Project Description
Radha and Krishna
The tale of Radha and Krishna is the most beloved story in the subcontinent of India. It was a model for male and female love in a variety of art forms, and since the sixteenth century appears prominently as a motif in North Indian paintings. The allegorical love of Radha has found expression in the great Bengali poetical works of Govinda Das, Chaitanya Mahaprabhu, and Jayadeva the author of Gita Govinda. This love was also interpreted as symbolic loving interplay between God and the human soul or as a quest for union with the divine. Radha, daughter of Vrishabhanu, was Krishna’s lover during that period of his life when he lived among the cowherds of Vrindavan. Since childhood they were close to each other – they played, they danced, they fought, they grew up together and wanted to be together forever, but the world pulled them apart.
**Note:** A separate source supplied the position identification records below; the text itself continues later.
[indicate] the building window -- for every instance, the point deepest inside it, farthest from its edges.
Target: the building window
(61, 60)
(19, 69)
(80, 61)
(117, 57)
He departed to safeguard the virtues of truth, and she waited for him. He vanquished his enemies, became the king, and came to be worshipped as a lord of the Universe. She waited for him. He married Rukmini and Satyabhama, raised a family, fought the great war of Ayodhya, and she still waited. So great was Radha’s love for Krishna that even today her name is uttered whenever Krishna is referred to, and Krishna-worship is thought to be incomplete without the deification of Radha. Suradasa, in his Radha-Krishna lyrics, relates the various amorous delights of the union of Radha and Krishna in this ceremonious ‘Gandharva’ form of their wedding in front of five hundred and sixty million people of Vraj and all the gods and goddesses of heaven. The sage Vyasa refers to this as the ‘Rasa’. Age after age, this evergreen love theme has engrossed poets, painters, musicians and all Krishna devotees alike.